Aye Aye Captain! (II)

862 71 55
                                    

banan mı öyle geliyo yoksa ben günde 1 bölüm atmaya mı ne başladım yuh kaçırıldıysam iki kere göz kırpcam

-

"İlk tanışmamızı hatırlıyor musun?"

Steve gözlerini devirip başını salladı. "Nasıl unutabilirim ki?" dedi Tony'nin çıplak sırtını okşamaya devam ederken.

Tony kendi kendine gülümsedi ve Steve'in yanaklarını avuçlayıp dudaklarına küçük bir öpücük kondurdu, ardından başını Steve'in göğsüne yaslayıp gözlerini kapattı. "Hayatımın en güzel günlerinden biriydi." diye mırıldandı.

-

İki sene önce, okyanusta bir yerlerde

Steve gemide bulunan her asker ile tanıştıktan sonra kendini sandalyelerden birine atıp Bucky'nin uzattığı birayı açtı ve gözlerini kapatıp şişeyi kafasına dikti.

"İyi adamlar." diye söylendi Bucky bir müddet sonra.

"Öyleler ama çok asker gibiler. Bildikleri tek şey silah kullanmak gibi geliyor."

"Cehennemin dibindeyiz Stevie, bence silah kullanmayı bilmeleri iyi bir şey."

"Öyle değil." dedi gözlerini devirerek. "Fazla düzler. Strateji kavramları yok. Onlara arkadaşça yakışan birini bile öldürmeyi bekliyorlar gibi."

"Anlıyorum." diye mırıldandı Bucky birasından bir yudum alırken.

İki arkadaş bir kaç süre sessiz bir şekilde biralarını içmeye devam ettiler. Birden ne olduğunu anlamadan gemide bir hareketlilik oldu ve Steve anında ayağa kalktı.

"Ateş emri yok!" diye bağırdı geminin ortasına doğru yürürken. Tüm askerler silahlarını tek bir adama doğrultmuş bekliyorlardı. Steve hızla etrafına baktığında kendi gemisinin yanında girmiş bir korsan gemisini fark etti, geminin orta bölümüne yaklaştığında ise Anthony'i gördü.

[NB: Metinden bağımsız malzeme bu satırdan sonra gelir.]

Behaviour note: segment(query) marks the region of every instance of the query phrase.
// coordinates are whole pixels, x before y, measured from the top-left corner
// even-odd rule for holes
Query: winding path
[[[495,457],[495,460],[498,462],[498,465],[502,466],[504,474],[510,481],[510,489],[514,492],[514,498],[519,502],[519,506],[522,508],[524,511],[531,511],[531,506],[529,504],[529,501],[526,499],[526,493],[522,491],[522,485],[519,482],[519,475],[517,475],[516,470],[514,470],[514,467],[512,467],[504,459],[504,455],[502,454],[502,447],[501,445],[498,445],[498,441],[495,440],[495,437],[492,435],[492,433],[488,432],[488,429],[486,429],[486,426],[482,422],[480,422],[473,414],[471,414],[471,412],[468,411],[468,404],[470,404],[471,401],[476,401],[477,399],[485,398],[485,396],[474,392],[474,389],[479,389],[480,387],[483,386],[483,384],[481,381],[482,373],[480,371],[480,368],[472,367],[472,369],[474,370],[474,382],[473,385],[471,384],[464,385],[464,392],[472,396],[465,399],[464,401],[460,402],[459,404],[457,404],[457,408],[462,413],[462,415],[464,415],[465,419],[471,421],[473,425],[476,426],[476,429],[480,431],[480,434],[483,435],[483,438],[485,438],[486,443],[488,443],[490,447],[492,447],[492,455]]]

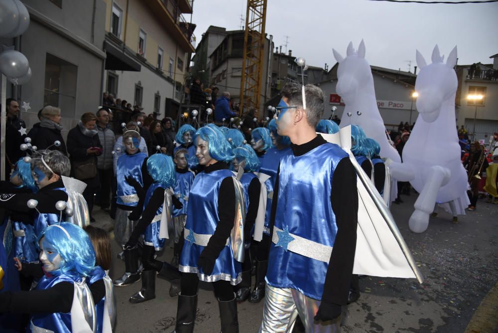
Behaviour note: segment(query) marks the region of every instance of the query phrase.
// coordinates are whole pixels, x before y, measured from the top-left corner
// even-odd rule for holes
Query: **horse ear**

"Bay Stark." dedi adamın önüne doğru ilerlerken. Elini kaldırıp askerlerin silahlarını indirmesi için bir hareket yaptı ve anında tüm silahlar inmişti.

Anthony'de yüzünde ki sırıtış ile elini havaya doğru kaldırıp şıklattığında onlara doğrultulmuş silahlarda inmişti.

"Yüzbaşı Rogers!" dedi keyifle Anthony.

Steve gözlerini kısıp adamı biraz daha inceledi. Adını tabii ki de duymuştu ama yakışıklı olduğunu kimse söylememişti. -Yatakta iyi olduğunu biliyordu ama o kadar-. Üzerinde koyu kahverengi bir palto ve pantolon vardı. Beyaz -üzerinde siyah yağ lekesi olan- bir gömlek, kırmızı kalın olmayan bir atkı ve büyük kahverengi-siyah bir şapka. Gözlerine sürme çekilmiş ve sırıttığında görülen üst sağ tarafında altın bir diş vardı. Gözleri ela'nın en güzel tonuydu. Ellerinde ise -neredeyse her parmakta- yüzük vardı. Kendisinden bir kaç santim kısaydı ama Steve adamın kaslı olduğuna emindi.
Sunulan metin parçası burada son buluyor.